Eligibility of Child Support For the peoples With Disabilities
An Ontario Court of Justice case, Coates v Watson, has broadened the child support eligibility for adult children with disabilities of unmarried parents.

Previously, under Ontario’s Family Law Act governing unmarried parents, adult children were eligible for child support only if they are in full-time school. However, under the Divorce Act, an adult child who is unable to live independently due to disability, illness or other reason, is eligible for support.

In this case, the Judge adopted the Divorce Act wording, and matched the federal and the provincial legislation and brought them on an equal level. This ruling enables adult children with disabilities of unmarried parents to claim support who are not able to leave their parent’s care due to illness or any other reason.

Case Facts
In this case, Ms. Coates, an unmarried mother of an adult son with disabilities, successfully challenged her estranged partner in court and was awarded monthly child support of $518.14 for her disabled adult son, throughout his life.

Ms. Coates’ son, Joshua, has a rare genetic composition that prevents him from working and withdrawing from his mother’s care. He has many health problems that necessitate financial support and supervision throughout his life. Joshua has been a recipient of support payments from the Ontario Disability Support Program, Development Services Ontario and Brampton Caledon Community Living programs.

Joshua’s father, Mr.
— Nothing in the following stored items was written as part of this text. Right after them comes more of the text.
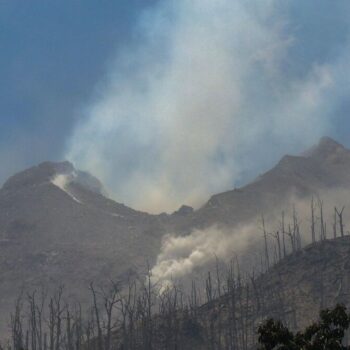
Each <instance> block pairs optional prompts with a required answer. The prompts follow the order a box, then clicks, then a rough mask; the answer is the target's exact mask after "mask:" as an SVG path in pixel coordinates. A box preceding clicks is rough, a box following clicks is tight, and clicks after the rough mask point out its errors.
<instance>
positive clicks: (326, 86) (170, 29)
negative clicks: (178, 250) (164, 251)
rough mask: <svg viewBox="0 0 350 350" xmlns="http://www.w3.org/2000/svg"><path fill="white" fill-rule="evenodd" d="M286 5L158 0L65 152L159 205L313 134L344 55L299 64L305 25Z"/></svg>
mask: <svg viewBox="0 0 350 350" xmlns="http://www.w3.org/2000/svg"><path fill="white" fill-rule="evenodd" d="M283 4H284V5H283ZM283 4H281V2H280V1H277V0H269V1H264V2H262V1H260V0H253V1H243V0H238V1H231V0H218V1H212V0H192V1H188V0H177V1H171V0H168V1H161V2H159V3H158V4H157V5H155V7H154V8H153V9H152V10H151V11H149V12H147V13H146V14H143V16H142V18H141V19H140V23H139V27H138V28H136V29H135V38H136V39H135V40H134V42H132V43H130V45H129V46H128V47H126V48H125V50H124V51H123V52H120V53H118V55H117V58H116V61H115V63H114V64H113V65H112V67H111V68H110V70H109V72H108V78H107V79H106V80H105V81H104V83H101V84H100V86H99V89H98V92H97V93H96V98H95V100H94V102H93V103H92V104H91V105H89V106H88V107H87V108H86V109H85V110H84V112H85V117H84V118H82V120H81V122H80V123H79V124H78V125H77V126H76V129H75V131H74V133H73V134H72V137H71V139H70V142H69V144H68V150H67V154H66V156H67V158H68V159H70V160H71V161H72V162H74V163H75V164H76V166H77V167H79V168H81V169H84V170H88V171H90V172H91V173H93V174H95V175H96V176H98V177H99V178H100V179H101V180H102V181H103V182H104V183H105V184H106V186H107V190H109V191H110V192H111V194H112V197H114V198H115V199H116V200H118V201H123V202H125V203H126V204H128V205H130V206H133V207H135V208H138V209H143V210H146V211H149V212H161V211H172V210H174V209H177V208H178V207H179V206H180V205H181V204H184V203H185V204H189V205H193V206H198V205H200V204H202V203H203V201H204V200H206V199H207V198H208V196H209V195H210V194H212V193H215V192H219V191H223V190H226V189H230V188H232V187H233V186H234V185H235V184H236V183H237V182H239V181H241V180H242V176H243V175H246V174H247V173H249V174H252V173H254V172H256V171H261V170H262V169H264V168H266V167H268V166H270V165H271V163H272V162H273V161H275V160H276V159H277V158H278V157H279V156H281V155H282V154H283V153H287V152H295V151H301V150H302V149H303V148H304V147H306V146H309V145H311V144H313V143H315V141H316V139H317V138H318V137H320V136H322V135H323V134H325V133H327V132H328V131H329V130H330V126H329V124H330V115H331V113H332V111H333V110H334V108H335V107H334V105H333V104H334V100H335V98H334V97H335V96H336V95H337V91H335V85H336V84H335V83H336V82H337V79H338V80H339V79H344V78H343V77H342V75H341V74H339V71H340V68H339V67H341V68H344V67H347V63H345V62H347V60H346V59H345V58H346V57H348V55H347V54H346V53H344V52H342V53H340V54H339V57H337V59H336V60H335V61H333V62H316V61H311V62H309V63H310V64H308V65H307V67H306V68H305V67H304V68H305V69H304V71H303V72H302V74H301V73H298V74H297V73H295V72H294V70H297V69H294V65H295V63H294V62H293V59H294V58H295V57H294V56H292V54H291V51H292V50H293V48H295V46H297V45H298V40H299V39H300V38H299V37H298V35H300V33H299V34H298V31H297V29H296V28H294V27H292V25H290V18H289V12H288V9H289V4H290V2H289V1H286V2H284V3H283ZM313 15H314V14H313V13H312V14H310V16H313ZM310 18H312V17H310ZM297 34H298V35H297ZM330 96H332V102H329V100H330ZM276 145H278V147H276Z"/></svg>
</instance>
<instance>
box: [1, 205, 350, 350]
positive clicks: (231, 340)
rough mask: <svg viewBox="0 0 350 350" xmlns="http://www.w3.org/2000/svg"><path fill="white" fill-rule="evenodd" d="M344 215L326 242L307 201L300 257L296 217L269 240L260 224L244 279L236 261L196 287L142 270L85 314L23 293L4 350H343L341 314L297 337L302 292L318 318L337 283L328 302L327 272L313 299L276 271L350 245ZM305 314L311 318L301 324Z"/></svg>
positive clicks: (50, 298) (334, 227)
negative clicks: (250, 259)
mask: <svg viewBox="0 0 350 350" xmlns="http://www.w3.org/2000/svg"><path fill="white" fill-rule="evenodd" d="M343 211H344V209H343V208H342V209H338V208H335V209H334V222H333V225H332V234H331V235H330V234H329V233H327V225H326V222H325V219H324V214H323V203H322V202H321V201H318V202H317V203H315V201H314V200H312V202H311V219H310V235H311V241H312V244H311V245H310V246H308V247H306V249H303V247H302V233H301V229H300V221H299V219H298V215H297V213H296V212H295V210H294V211H293V215H292V220H291V222H290V223H288V224H287V223H286V222H285V221H286V220H285V215H284V214H282V216H281V223H280V227H279V228H278V230H276V231H275V232H268V230H267V229H266V226H265V222H264V219H263V218H262V233H263V250H262V251H263V253H262V255H261V266H260V267H259V268H257V269H256V270H254V271H251V272H250V273H243V272H242V271H241V268H240V264H239V261H238V259H237V258H234V259H232V260H231V262H230V263H228V264H227V265H226V266H225V267H224V268H220V267H219V266H220V263H219V262H218V261H217V263H216V268H215V269H214V271H212V272H208V274H207V276H206V278H205V280H204V281H203V282H202V283H201V282H198V281H193V282H192V285H191V287H190V288H184V287H181V286H180V285H177V284H175V283H174V284H172V285H165V286H164V285H161V284H160V283H157V282H156V281H153V280H152V275H151V271H150V269H149V268H148V269H147V272H146V273H145V274H144V275H140V276H139V277H138V278H134V279H130V280H129V281H120V282H119V281H118V282H114V281H110V282H109V283H107V284H106V285H105V286H95V285H94V284H93V283H91V284H90V286H89V289H90V295H91V307H90V308H83V307H82V306H81V305H80V303H79V302H77V301H74V300H71V298H70V297H69V294H68V293H67V292H65V288H63V287H61V288H59V289H58V290H57V291H56V292H54V293H49V291H47V290H46V289H45V288H42V289H40V290H35V291H29V292H28V291H23V292H22V293H21V294H20V296H19V297H18V299H17V302H16V305H15V308H14V312H13V314H12V316H11V321H10V325H9V326H10V330H11V336H10V340H9V341H8V342H7V343H4V345H3V346H4V348H7V349H14V350H19V349H26V350H27V349H28V350H80V349H82V350H112V349H115V350H151V349H153V350H158V349H159V350H163V349H164V350H166V349H169V350H170V349H171V350H172V349H174V350H177V349H178V350H181V349H183V350H187V349H188V350H190V349H194V350H196V349H198V350H201V349H209V350H226V349H242V350H248V349H256V348H258V347H259V346H260V349H346V348H345V347H339V346H341V345H340V344H341V340H342V339H343V337H344V331H345V329H347V328H348V326H349V318H348V316H347V315H346V312H345V307H343V306H337V307H336V308H335V309H334V310H325V311H323V312H322V313H321V316H320V317H321V320H320V321H319V322H316V323H313V324H312V325H311V326H309V327H308V328H306V330H305V331H303V332H301V331H299V330H300V329H302V328H304V327H305V322H307V323H309V321H310V318H312V317H315V312H314V310H313V309H310V308H309V306H306V304H305V303H308V301H307V300H308V299H307V298H306V297H305V298H306V299H305V300H306V301H305V303H303V302H302V301H301V295H302V294H300V293H304V294H308V297H309V298H311V299H310V300H312V302H313V303H314V305H316V306H315V308H316V309H317V310H316V312H318V311H319V310H320V309H322V308H325V307H326V306H328V305H330V306H332V305H335V302H338V301H341V302H344V303H346V302H347V299H346V295H347V294H346V293H343V292H342V288H343V284H342V283H343V280H342V281H341V288H340V290H339V288H338V286H337V285H335V284H334V283H333V284H332V285H331V289H332V288H333V289H332V290H334V289H336V292H335V293H336V296H335V297H333V296H331V294H330V293H328V292H327V288H326V286H327V279H328V275H327V274H326V272H322V271H319V272H318V273H317V276H318V277H319V278H318V279H317V280H316V282H315V283H316V284H315V285H317V291H315V290H313V289H310V290H308V288H307V285H306V284H305V285H304V287H303V288H302V284H301V282H300V281H298V282H297V284H298V288H299V289H302V290H301V291H300V290H299V289H296V288H294V287H293V288H292V287H290V286H291V285H290V281H289V280H291V279H293V278H291V275H290V274H289V272H288V273H284V272H283V271H285V270H286V269H287V270H288V269H290V270H293V269H294V270H296V273H297V274H300V273H301V272H303V271H302V270H301V269H305V270H306V269H307V266H306V263H305V259H304V257H305V256H306V257H307V256H312V254H316V253H317V254H318V255H317V260H316V261H317V264H316V268H317V269H318V270H320V269H321V268H320V266H321V265H322V259H323V256H324V254H327V244H328V243H329V242H335V243H334V244H338V243H337V242H338V241H339V242H340V245H341V246H343V243H344V242H345V243H346V242H347V243H349V242H348V241H349V239H348V238H349V237H347V235H346V233H345V225H344V220H343ZM330 238H331V239H332V241H331V240H330ZM332 244H333V243H332ZM315 252H316V253H315ZM333 255H334V254H333ZM334 256H335V255H334ZM303 259H304V260H303ZM298 264H301V266H302V267H301V269H300V268H299V270H297V268H298ZM322 266H323V265H322ZM322 268H324V271H326V268H325V267H324V266H323V267H322ZM257 271H259V272H257ZM288 271H289V270H288ZM306 279H309V277H307V278H306ZM299 292H300V293H299ZM298 293H299V294H298ZM327 297H328V299H327ZM303 298H304V297H303ZM303 300H304V299H303ZM304 308H305V309H307V312H310V314H309V315H308V316H309V319H305V317H304V318H303V317H301V316H300V315H301V314H302V312H301V311H300V310H302V309H304ZM298 310H299V311H298ZM310 310H311V311H310ZM267 318H269V319H268V320H267V321H266V319H267ZM258 338H259V342H260V345H259V344H258ZM345 340H346V339H345ZM337 346H338V347H337Z"/></svg>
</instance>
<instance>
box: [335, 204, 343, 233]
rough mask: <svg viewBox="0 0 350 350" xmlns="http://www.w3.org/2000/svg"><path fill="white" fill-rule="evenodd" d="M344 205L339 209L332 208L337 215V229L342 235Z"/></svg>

Watson, acknowledged a support obligation for his son until he turned 18. He argued that he was not legally bound to support his son beyond this age because social assistance is available for him. Ms. Coates claimed that the funding received from the various public support programs fail to adequately cover Joshua’s medical and recreational expenses that cost up to $1400 a month. She claimed support from his father, Mr. Watson to bear about $800 or approximately half of the actual expenses.

The Decision And Legal Implications
The Judge concluded that section 31 of the Family Law Act violates Joshua’s section 15(1) Charter rights that guarantee that every individual is equal before the law and has the right to equal protection of the law without discrimination. The Judge concluded that the law discriminates between adult, disabled children of once-married parents and adult, disabled children of never married parents. Section 31 of the Family Law Act is not saved by section 1 of the Charter.

This decision gives hope to single parents caring for children with disabilities and opens the door for unmarried parents caring for adult children with disabilities to claim child support for them.